The use case remained untouched:

// application/port/in/ProcessRequestUseCase.java
public interface ProcessRequestUseCase {
    void process(BusinessRequestEvent event);
}

The domain model never knew if the data came from a Lambda JSON payload or a Kafka ConsumerRecord.

Adapter 1 — The Lambda Approach (Abandoned)

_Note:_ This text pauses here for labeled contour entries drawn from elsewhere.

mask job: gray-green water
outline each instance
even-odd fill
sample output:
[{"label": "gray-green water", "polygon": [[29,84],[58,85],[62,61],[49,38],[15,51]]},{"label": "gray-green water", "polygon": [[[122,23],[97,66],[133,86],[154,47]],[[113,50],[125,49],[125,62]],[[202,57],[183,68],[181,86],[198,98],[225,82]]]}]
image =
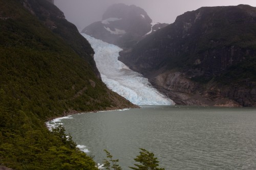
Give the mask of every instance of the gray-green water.
[{"label": "gray-green water", "polygon": [[256,169],[255,108],[147,106],[72,117],[64,127],[97,163],[106,149],[129,169],[142,148],[166,170]]}]

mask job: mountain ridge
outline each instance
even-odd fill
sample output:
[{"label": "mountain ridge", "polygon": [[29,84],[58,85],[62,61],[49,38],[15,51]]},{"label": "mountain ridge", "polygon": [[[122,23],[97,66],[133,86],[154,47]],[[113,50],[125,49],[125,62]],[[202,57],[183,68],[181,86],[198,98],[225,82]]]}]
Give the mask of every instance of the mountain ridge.
[{"label": "mountain ridge", "polygon": [[187,12],[119,60],[177,104],[255,106],[255,12],[243,5]]},{"label": "mountain ridge", "polygon": [[45,121],[136,106],[106,88],[90,44],[49,2],[0,1],[0,165],[97,169],[63,128],[50,132]]},{"label": "mountain ridge", "polygon": [[86,27],[81,33],[109,43],[127,48],[143,37],[166,23],[155,22],[142,8],[135,5],[116,4],[109,7],[102,15],[102,20]]}]

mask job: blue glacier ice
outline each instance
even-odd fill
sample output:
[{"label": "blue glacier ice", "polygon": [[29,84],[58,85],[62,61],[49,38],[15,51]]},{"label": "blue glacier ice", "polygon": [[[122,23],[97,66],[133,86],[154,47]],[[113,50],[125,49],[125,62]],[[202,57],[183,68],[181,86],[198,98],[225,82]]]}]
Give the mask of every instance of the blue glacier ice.
[{"label": "blue glacier ice", "polygon": [[94,50],[94,60],[108,87],[137,105],[171,105],[174,102],[160,93],[141,74],[118,61],[118,46],[81,34]]}]

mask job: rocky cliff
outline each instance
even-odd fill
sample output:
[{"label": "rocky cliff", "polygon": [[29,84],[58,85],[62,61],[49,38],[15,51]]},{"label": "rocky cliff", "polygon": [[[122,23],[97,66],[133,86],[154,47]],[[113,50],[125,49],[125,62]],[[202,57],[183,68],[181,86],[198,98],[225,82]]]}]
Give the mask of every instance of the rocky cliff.
[{"label": "rocky cliff", "polygon": [[135,5],[117,4],[108,9],[101,21],[87,26],[82,33],[127,48],[167,25],[153,22],[143,9]]},{"label": "rocky cliff", "polygon": [[202,7],[120,53],[176,103],[256,105],[256,8]]}]

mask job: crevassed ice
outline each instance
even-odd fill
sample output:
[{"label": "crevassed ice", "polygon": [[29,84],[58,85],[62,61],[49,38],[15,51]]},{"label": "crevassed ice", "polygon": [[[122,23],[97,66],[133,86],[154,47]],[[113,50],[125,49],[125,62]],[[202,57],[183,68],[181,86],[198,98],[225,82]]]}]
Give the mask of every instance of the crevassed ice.
[{"label": "crevassed ice", "polygon": [[81,34],[94,50],[94,60],[108,87],[138,105],[170,105],[174,102],[153,88],[147,79],[118,61],[118,46]]}]

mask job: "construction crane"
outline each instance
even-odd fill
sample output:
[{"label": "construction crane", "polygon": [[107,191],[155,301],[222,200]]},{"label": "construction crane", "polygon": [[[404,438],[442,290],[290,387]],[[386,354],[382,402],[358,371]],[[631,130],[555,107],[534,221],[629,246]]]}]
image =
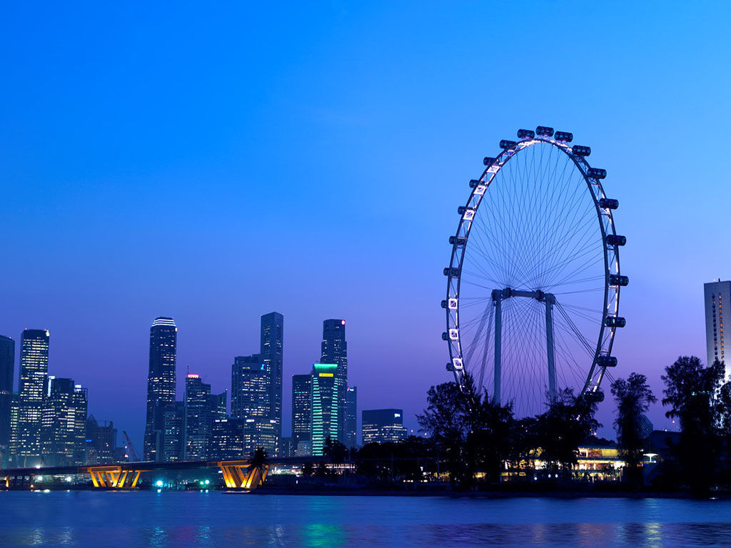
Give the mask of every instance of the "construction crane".
[{"label": "construction crane", "polygon": [[126,457],[131,458],[132,462],[137,462],[140,460],[140,457],[135,450],[135,446],[132,445],[132,441],[129,439],[129,435],[127,434],[126,430],[122,430],[124,434],[124,449],[126,451]]}]

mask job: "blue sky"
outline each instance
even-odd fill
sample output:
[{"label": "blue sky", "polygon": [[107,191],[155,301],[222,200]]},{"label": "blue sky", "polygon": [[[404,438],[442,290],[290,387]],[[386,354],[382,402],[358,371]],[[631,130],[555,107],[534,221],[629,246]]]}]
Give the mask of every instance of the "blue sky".
[{"label": "blue sky", "polygon": [[659,392],[678,354],[705,358],[702,283],[731,277],[725,4],[3,12],[0,333],[50,329],[51,373],[140,446],[159,315],[180,327],[180,378],[222,391],[282,312],[285,430],[330,317],[360,407],[420,411],[449,378],[456,208],[520,127],[573,132],[609,171],[631,279],[617,374]]}]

When we targeted Lambda, our entry point looked like this:

// infrastructure/lambda/LambdaHandler.java
public class LambdaHandler implements RequestHandler<Map<String, Object>, String> {
    private final ProcessRequestUseCase useCase;

    @Override
    public String handleRequest(Map<String, Object> event, Context context) {
        // Adapt JSON -> Domain
        BusinessRequestEvent domainEvent = map(event);
        useCase.process(domainEvent);
        return "OK";
    }
}

Adapter 2 — The EC2 Approach (Final Production)

When we switched to EC2, we simply swapped in a Spring Kafka listener:

// infrastructure/kafka/KafkaConsumerListener.java
@Component
public class KafkaConsumerListener {
    private final ProcessRequestUseCase useCase;

    @KafkaListener(topics = "${app.kafka.topic}", groupId = "${app.kafka.group}")
    public void onMessage(ConsumerRecord<String, String> record) {
        // Adapt Kafka Record -> Domain
        BusinessRequestEvent domainEvent = map(record.value());
        useCase.process(domainEvent);
    }
}

What changed?

Infrastructure concerns (annotations, configuration, scaling).

What stayed the same?

The Domain Model.
The Use Case API.
The entire business logic.

This decoupling is precisely what allowed the service to survive three infrastructure decisions without rewriting a single line of business code.

The Takeaway

The story isn’t about “Containers vs. Serverless vs. EC2.” Those are implementation details that will inevitably change based on cost, trends, and governance.

The real lesson is:

Infrastructure is volatile — internal standards and compliance rules are moving targets.
Business logic should be stable — it shouldn’t break because you changed a compute platform.
Architecture buys you options — the freedom to pivot without panic.

By keeping the domain pure and the adapters thin, I absorbed an ECS experiment, a Serverless attempt, and an EC2 fallback.

Infrastructure decisions will keep changing. Good architecture is what lets you sleep at night when they do.